NORTH ANDOVER — His photos hang in some of the world's most celebrated venues, including the Metropolitan Museum of Art in New York.
His images evoke the poverty and destitution of The Great Depression.
And now, the celebrated work of Walker Evans finds its way to the Robert Lehman Art Center at Brooks School in the exhibit, "On the Road: A Legacy of Walker Evans." The exhibition is open to the public April 2 through June 12.
In addition to 24 Evans photographs from the collection of the Robert Lehman Art Center, the exhibit will feature another 40 photographs from 22 well-known artists who have been equally enthralled with life found along American's back roads and major highways.
"The example of Walker Evans endures because of his belief in the power of straight photography and the objective stance. In spite of their apparent detachment, these artists are essentially storytellers," curator Belinda Rathbone writes in the exhibit's accompanying catalogue.
"American photographers have matched the expressions of novelists, Ô¨Ålmmakers and songwriters in the classic American subject of the road trip as a voyage of discovery," she said.
Lehman Center Director Marie Costello approached Rathbone, whose brother, niece and nephew all are Brooks alums, about curating such an exhibit several years ago.

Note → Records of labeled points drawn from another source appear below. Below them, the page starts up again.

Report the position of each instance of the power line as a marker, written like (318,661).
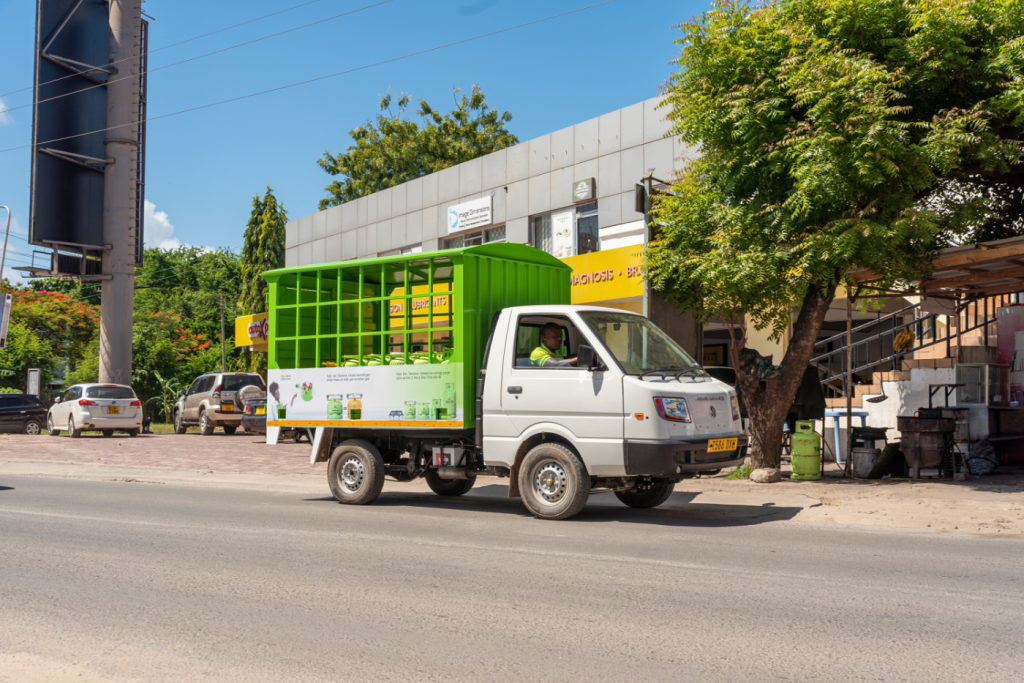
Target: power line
(245,43)
(345,72)
(170,45)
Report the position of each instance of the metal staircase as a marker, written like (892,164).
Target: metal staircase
(875,351)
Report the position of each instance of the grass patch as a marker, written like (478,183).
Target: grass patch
(741,472)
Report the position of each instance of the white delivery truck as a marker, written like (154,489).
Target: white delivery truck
(425,365)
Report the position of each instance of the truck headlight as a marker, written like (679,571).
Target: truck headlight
(672,409)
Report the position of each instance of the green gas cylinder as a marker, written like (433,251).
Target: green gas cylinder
(806,452)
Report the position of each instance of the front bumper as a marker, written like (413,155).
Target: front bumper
(668,459)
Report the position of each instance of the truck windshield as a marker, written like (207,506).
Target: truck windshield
(639,346)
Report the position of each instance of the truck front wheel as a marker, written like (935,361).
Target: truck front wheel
(449,486)
(355,472)
(553,482)
(649,496)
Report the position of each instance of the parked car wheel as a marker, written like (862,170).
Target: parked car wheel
(179,425)
(205,426)
(355,472)
(647,497)
(73,431)
(553,481)
(449,486)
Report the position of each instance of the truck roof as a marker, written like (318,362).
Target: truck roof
(507,251)
(564,308)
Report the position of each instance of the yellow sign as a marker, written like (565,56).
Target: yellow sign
(606,275)
(252,331)
(419,304)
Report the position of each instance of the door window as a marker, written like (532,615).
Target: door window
(545,342)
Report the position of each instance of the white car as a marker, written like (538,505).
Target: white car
(102,408)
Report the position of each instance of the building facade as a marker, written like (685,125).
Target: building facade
(570,193)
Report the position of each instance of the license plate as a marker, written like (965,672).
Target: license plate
(723,444)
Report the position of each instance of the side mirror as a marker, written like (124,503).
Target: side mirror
(586,356)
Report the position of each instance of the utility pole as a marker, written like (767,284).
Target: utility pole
(120,195)
(223,349)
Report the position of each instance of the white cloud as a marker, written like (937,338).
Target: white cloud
(158,228)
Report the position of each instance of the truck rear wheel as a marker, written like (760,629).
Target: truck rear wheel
(355,472)
(553,482)
(449,486)
(647,497)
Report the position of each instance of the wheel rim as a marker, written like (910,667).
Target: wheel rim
(550,481)
(351,473)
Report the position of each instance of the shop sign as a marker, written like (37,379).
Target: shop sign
(252,331)
(474,213)
(606,275)
(563,233)
(583,190)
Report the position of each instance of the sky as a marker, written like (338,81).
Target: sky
(204,167)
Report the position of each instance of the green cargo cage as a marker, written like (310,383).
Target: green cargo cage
(410,309)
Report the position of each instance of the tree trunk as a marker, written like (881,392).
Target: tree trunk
(769,400)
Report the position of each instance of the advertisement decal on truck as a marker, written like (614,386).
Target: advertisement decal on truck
(409,395)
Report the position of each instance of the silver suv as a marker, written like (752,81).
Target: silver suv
(212,401)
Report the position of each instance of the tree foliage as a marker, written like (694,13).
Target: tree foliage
(834,134)
(263,249)
(391,150)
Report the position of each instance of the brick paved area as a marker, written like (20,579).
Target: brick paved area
(240,453)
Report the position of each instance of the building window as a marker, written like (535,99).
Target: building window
(567,231)
(473,239)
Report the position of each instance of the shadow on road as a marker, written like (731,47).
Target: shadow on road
(677,511)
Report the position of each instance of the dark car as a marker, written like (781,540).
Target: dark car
(22,413)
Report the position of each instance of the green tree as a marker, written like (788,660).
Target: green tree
(263,249)
(834,134)
(392,150)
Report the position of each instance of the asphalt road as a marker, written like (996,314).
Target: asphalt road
(134,581)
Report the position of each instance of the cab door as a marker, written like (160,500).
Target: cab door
(584,406)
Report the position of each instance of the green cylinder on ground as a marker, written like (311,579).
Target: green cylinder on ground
(806,453)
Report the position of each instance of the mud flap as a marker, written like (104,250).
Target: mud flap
(321,444)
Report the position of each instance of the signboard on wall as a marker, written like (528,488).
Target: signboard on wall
(606,275)
(475,213)
(563,233)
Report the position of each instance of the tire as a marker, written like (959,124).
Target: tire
(355,472)
(553,481)
(205,426)
(649,496)
(449,486)
(179,425)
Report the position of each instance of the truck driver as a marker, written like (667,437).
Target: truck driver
(549,353)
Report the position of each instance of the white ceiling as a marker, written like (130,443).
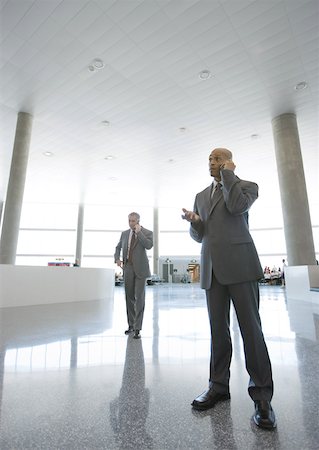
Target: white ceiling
(149,89)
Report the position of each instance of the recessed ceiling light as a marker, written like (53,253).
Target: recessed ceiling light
(98,63)
(300,86)
(204,74)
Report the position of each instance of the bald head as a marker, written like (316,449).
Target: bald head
(223,151)
(218,158)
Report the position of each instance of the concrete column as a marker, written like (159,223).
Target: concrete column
(293,191)
(155,240)
(1,208)
(13,204)
(79,235)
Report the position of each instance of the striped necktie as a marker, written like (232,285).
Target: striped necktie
(217,194)
(132,245)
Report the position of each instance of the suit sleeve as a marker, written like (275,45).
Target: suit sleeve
(238,195)
(118,248)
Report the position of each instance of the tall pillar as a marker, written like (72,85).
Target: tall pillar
(14,199)
(79,235)
(155,240)
(1,208)
(293,191)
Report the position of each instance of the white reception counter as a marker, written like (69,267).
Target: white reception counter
(33,285)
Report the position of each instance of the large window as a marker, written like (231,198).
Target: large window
(48,232)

Costello had read Rathbone's, "Walker Evans: A Biography" (Houghton Mifflin, 1995).
The collaboration resulted in an engrossing exhibition of 21st century photographers exposing numerous aspects of our society through the American landscape.
Springtime curriculum within Brooks' English and History departments will tie into the exhibit, as well as inspire countless photography students on and off campus. The exhibit crisscrosses this country, exposing much of America's true identity found on the road, instead of online.
"In the years to come, will the information highway take the place of the real highway? Will the instinct to explore and discover the material culture, together with the element of chance encounters, diminish with the spread of virtual reality?" Rathbone questioned. "With this exhibition we invite a new generation to assess the interest and durability of the concept 'On the Road' for themselves."